Put the lid on the pot and it cooks faster. (That's a metaphor for you. I'm not still talking about those potatoes.)

You need to know when your day is over. Now for some of us writers that end comes with some other metrics like word count or page number, and if you have some productivity goals instead (provided that works for you), feel free to do it that way, but a big vast expanse of open time is a deadly trap. The more you look at it and think "Oh man. Nothing to bother me. I'm going to get SO much done," the more important it's going to be to place strict limits on yourself.

2b- "I Would Do That, But It's Time For My Federally Mandated Ten Minute Break."

Back when I was pet sitting I had a favorite client who lived in the city. I had to wish them the best after I dropped 90% of my pet-sitting clients to focus on writing. If they had been closer, I would have put them on the "A-List," but the traffic getting to their place was the worst and I didn't much like staying overnight, but once I was there, they were my absolutely favorite place to spend the day when I pet sit.

The reason was because the parking around their place absolutely sucked.

Nope. Not a typo. You read it right. I loved it not despite the shitty parking but because of it. ONE HOUR PARKING! It was the WORST! They were next to a hospital and between 9am and 5pm you had to go find new parking every single hour. As soon as I came in and sat down I had 55 minutes to do whatever before I was going to do before I had to go back out again.

I got so much fucking work done at that job you would not even believe. Because the entire day was like a time drill. I sat down and I was immediately aware of the next break. I watched the clock like a hawk and if I wanted to get something done before I had to go move the car again, I better pick up the pace.

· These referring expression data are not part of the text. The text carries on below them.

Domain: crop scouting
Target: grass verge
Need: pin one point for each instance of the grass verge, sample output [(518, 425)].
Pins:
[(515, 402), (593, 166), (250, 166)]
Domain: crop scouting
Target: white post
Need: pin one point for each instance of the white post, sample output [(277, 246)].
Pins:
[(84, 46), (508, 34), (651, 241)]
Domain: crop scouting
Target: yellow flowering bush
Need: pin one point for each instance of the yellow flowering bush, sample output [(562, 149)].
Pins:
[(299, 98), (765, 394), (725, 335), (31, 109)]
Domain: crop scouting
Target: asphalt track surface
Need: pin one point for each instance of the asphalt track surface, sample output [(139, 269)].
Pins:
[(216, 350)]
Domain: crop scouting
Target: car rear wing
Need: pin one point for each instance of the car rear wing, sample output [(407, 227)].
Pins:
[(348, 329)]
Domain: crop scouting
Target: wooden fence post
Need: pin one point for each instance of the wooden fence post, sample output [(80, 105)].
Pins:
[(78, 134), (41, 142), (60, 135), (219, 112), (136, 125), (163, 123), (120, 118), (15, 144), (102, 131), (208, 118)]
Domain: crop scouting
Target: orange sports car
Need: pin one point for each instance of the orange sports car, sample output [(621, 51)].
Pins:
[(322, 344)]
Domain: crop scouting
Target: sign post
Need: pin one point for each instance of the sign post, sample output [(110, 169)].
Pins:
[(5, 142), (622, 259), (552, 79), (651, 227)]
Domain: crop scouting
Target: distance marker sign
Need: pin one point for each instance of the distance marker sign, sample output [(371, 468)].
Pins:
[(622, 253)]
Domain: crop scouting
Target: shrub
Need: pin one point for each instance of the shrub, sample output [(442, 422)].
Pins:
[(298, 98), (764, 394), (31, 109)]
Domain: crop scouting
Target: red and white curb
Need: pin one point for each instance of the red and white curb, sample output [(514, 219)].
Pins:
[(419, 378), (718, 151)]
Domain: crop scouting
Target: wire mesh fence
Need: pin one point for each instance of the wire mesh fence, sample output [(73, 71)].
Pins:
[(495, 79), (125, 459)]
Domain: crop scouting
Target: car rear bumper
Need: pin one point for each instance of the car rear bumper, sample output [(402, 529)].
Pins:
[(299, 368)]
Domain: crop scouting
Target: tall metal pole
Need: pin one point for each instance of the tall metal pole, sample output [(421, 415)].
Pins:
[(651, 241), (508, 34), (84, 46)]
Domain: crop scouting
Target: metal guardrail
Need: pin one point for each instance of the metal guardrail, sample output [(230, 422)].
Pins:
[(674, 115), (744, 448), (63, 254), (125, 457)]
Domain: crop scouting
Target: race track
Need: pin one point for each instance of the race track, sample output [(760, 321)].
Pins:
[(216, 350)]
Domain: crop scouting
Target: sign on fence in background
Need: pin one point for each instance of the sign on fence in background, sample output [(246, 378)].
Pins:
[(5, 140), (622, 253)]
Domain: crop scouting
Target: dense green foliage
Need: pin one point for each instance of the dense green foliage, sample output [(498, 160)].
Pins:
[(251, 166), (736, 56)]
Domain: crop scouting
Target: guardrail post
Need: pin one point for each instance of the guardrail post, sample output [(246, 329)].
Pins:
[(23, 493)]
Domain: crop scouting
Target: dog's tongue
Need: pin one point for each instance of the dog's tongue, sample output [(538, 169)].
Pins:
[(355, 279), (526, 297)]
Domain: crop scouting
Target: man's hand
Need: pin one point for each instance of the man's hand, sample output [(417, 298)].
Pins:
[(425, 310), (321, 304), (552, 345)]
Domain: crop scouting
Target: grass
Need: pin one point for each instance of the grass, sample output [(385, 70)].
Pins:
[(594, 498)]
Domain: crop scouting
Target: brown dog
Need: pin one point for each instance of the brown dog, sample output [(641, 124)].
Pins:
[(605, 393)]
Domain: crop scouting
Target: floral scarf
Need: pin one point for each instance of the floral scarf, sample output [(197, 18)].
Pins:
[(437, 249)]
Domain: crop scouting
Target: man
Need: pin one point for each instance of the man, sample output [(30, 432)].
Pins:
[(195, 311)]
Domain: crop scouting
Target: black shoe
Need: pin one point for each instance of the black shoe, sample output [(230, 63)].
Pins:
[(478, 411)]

Take ALL the breaks you would if you were at work. Whether they are running to Tchotchkes because you have a case of the Mondays or smoke breaks on the roof. Keep track of them and know they're coming.

Especially lunch. Don't grab a sandwich and come back to your desk (unless the occasional working lunch is some high powered shit you would do at your regular job). Go sit down somewhere else and have a meal where you don't think about work for 30-60 minutes. I know it seems counter-intuitive, but you're going to get MORE done if you take some breaks and unplug.

2c- "Live The Dream You Magnificent Human" (If You Can)

Quick caveat: a schedule (any schedule) is important, but working the bullshit capitalist-approved hours you did in your regular job doesn't have to be. Of course, I know some of you have to interact with coworkers and be on Zoom (or whatever) at the same times you always did, and some of you are expected to come out of the office and be a part of your family by 5 to tag in with little Suede and get dinner started, but for those that can make it happen, you can have structure without having a 9-5 structure. Ever wanted to sleep in until 10 or 11 and just work late? Or do you work much better in a power shot of four hours and then sit around trying to look busy for the rest of the day? Would you be SO much better in the afternoon if you could just have a nap around 2ish? Tired of losing ALL your momentum every single weekend, and you'd rather just work a few hours every single day and then take a couple of days off at the end of a project? Go for it! If you can, set your day up to be what works.

Quicker caveat to the quick caveat: Whatever you do––whether it is to work in a nap, start at noon, work three fevered hours or whatever, stick to your routine. Living the dream doesn't mean "Do whatever the hell you want." It means make your routine work for you. But it still needs to be a routine. You're going to be glad you have that rhythm.